The UK Net Zero Strategy set out "unambitious emissions reduction plans" for agriculture, land use and food sectors, with "little clarity" on the policies to meet those targets. The organisation is calling on the UK government to urgently set out their own decarbonisation strategies for agriculture and land-use, as part of their commitments to net-zero and nature's recovery.

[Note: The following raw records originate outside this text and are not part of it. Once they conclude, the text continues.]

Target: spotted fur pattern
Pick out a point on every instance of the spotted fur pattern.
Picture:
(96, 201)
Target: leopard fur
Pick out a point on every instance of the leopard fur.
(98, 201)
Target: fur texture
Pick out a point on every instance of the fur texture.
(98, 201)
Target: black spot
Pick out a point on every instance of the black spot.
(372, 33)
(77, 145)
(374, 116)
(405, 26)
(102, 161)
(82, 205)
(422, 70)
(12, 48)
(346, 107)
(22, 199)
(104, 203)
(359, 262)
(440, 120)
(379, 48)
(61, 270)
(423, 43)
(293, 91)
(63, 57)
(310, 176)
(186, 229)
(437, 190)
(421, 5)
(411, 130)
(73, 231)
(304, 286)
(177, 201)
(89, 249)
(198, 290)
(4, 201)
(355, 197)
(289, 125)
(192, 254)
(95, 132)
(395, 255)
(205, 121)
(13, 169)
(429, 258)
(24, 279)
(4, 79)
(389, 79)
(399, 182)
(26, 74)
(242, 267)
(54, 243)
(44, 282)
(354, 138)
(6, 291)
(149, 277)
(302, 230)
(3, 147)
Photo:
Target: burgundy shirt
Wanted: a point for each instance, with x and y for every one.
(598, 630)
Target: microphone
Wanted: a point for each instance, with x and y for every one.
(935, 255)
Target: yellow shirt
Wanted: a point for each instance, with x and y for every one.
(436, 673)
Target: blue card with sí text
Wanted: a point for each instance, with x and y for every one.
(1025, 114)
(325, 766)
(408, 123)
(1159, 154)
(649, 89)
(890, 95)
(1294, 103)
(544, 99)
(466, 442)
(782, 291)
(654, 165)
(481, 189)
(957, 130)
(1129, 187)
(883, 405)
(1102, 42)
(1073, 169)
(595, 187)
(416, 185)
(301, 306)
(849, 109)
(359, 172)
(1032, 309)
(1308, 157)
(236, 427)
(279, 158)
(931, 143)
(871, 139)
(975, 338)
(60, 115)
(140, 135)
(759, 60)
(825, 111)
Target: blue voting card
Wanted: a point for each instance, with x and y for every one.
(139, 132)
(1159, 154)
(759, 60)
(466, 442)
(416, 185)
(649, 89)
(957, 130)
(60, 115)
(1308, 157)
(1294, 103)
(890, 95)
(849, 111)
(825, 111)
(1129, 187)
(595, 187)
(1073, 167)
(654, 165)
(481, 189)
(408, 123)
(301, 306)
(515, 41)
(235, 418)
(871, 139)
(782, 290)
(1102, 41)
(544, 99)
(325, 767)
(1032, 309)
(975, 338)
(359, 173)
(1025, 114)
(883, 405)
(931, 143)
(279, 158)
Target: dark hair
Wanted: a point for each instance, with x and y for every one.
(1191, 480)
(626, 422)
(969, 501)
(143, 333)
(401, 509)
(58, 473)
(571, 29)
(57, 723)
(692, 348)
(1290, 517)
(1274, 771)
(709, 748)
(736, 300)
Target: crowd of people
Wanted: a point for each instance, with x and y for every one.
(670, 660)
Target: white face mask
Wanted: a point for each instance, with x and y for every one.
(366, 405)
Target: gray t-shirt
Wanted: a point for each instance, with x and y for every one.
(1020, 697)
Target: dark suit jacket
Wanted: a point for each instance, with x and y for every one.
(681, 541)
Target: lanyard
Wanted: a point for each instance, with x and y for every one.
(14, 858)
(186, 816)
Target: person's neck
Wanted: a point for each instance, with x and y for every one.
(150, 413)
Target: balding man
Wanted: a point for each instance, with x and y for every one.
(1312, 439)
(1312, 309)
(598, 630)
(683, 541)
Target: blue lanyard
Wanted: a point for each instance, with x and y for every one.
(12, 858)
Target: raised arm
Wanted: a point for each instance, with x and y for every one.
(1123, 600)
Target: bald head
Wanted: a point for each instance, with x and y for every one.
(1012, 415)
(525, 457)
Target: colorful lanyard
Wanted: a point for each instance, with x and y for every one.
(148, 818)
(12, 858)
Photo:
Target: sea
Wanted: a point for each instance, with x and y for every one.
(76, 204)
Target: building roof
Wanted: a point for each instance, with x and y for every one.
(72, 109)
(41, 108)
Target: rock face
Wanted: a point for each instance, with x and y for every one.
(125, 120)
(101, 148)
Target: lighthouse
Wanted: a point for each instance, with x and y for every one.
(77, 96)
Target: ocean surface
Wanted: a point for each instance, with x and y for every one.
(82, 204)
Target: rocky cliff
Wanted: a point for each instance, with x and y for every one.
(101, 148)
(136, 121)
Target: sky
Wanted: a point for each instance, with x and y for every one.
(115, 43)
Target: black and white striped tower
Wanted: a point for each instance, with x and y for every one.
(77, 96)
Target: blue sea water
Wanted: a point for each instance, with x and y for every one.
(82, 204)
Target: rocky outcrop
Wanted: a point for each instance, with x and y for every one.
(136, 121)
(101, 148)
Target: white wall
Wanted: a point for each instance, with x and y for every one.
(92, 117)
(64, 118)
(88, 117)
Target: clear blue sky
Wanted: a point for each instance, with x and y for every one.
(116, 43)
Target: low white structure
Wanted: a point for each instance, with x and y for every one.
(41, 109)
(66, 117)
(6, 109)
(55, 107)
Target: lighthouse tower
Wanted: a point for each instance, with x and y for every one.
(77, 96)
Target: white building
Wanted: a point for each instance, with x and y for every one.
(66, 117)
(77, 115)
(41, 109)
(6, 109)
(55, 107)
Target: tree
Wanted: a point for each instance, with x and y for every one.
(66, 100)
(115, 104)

The report aims to fill in some of the detail and consider what the agriculture and land-use sectors across the UK need to do to put us on a nature-positive pathway to meet our climate commitments in 2030 and beyond. WWF concluded it is possible and necessary to:

  • reduce UK direct agricultural greenhouse gas (GHG) emissions by at least 35% by 2030 and 51% by 2050 on 2018 levels;
  • switch UK land from a net source of GHG emissions to a net sink by 2040 at the very latest;
  • halt and reverse the loss of UK nature by 2030;
  • cut UK farming's overseas carbon footprint, particularly relating to soy feed and fertilisers inputs, by at least 31% by 2030 and 57% by 2050 on 2018 levels.

WWF's analysis shows that reducing emissions from agriculture and land-use should start with the principle of seeking to use the land for nature's benefit as well as for climate reasons. Regenerative farming practices, tackling nitrogen waste and restoring nature-rich ecosystems all have a part to play, with shifts in diets needed to support this.

The report also acknowledges the need to address more than just domestic emissions, particularly the use of land and emissions associated with producing the animal feed and artificial fertiliser we import, so that we are only exporting high-quality meat and vegetables, not offshoring our emissions and impacts on nature.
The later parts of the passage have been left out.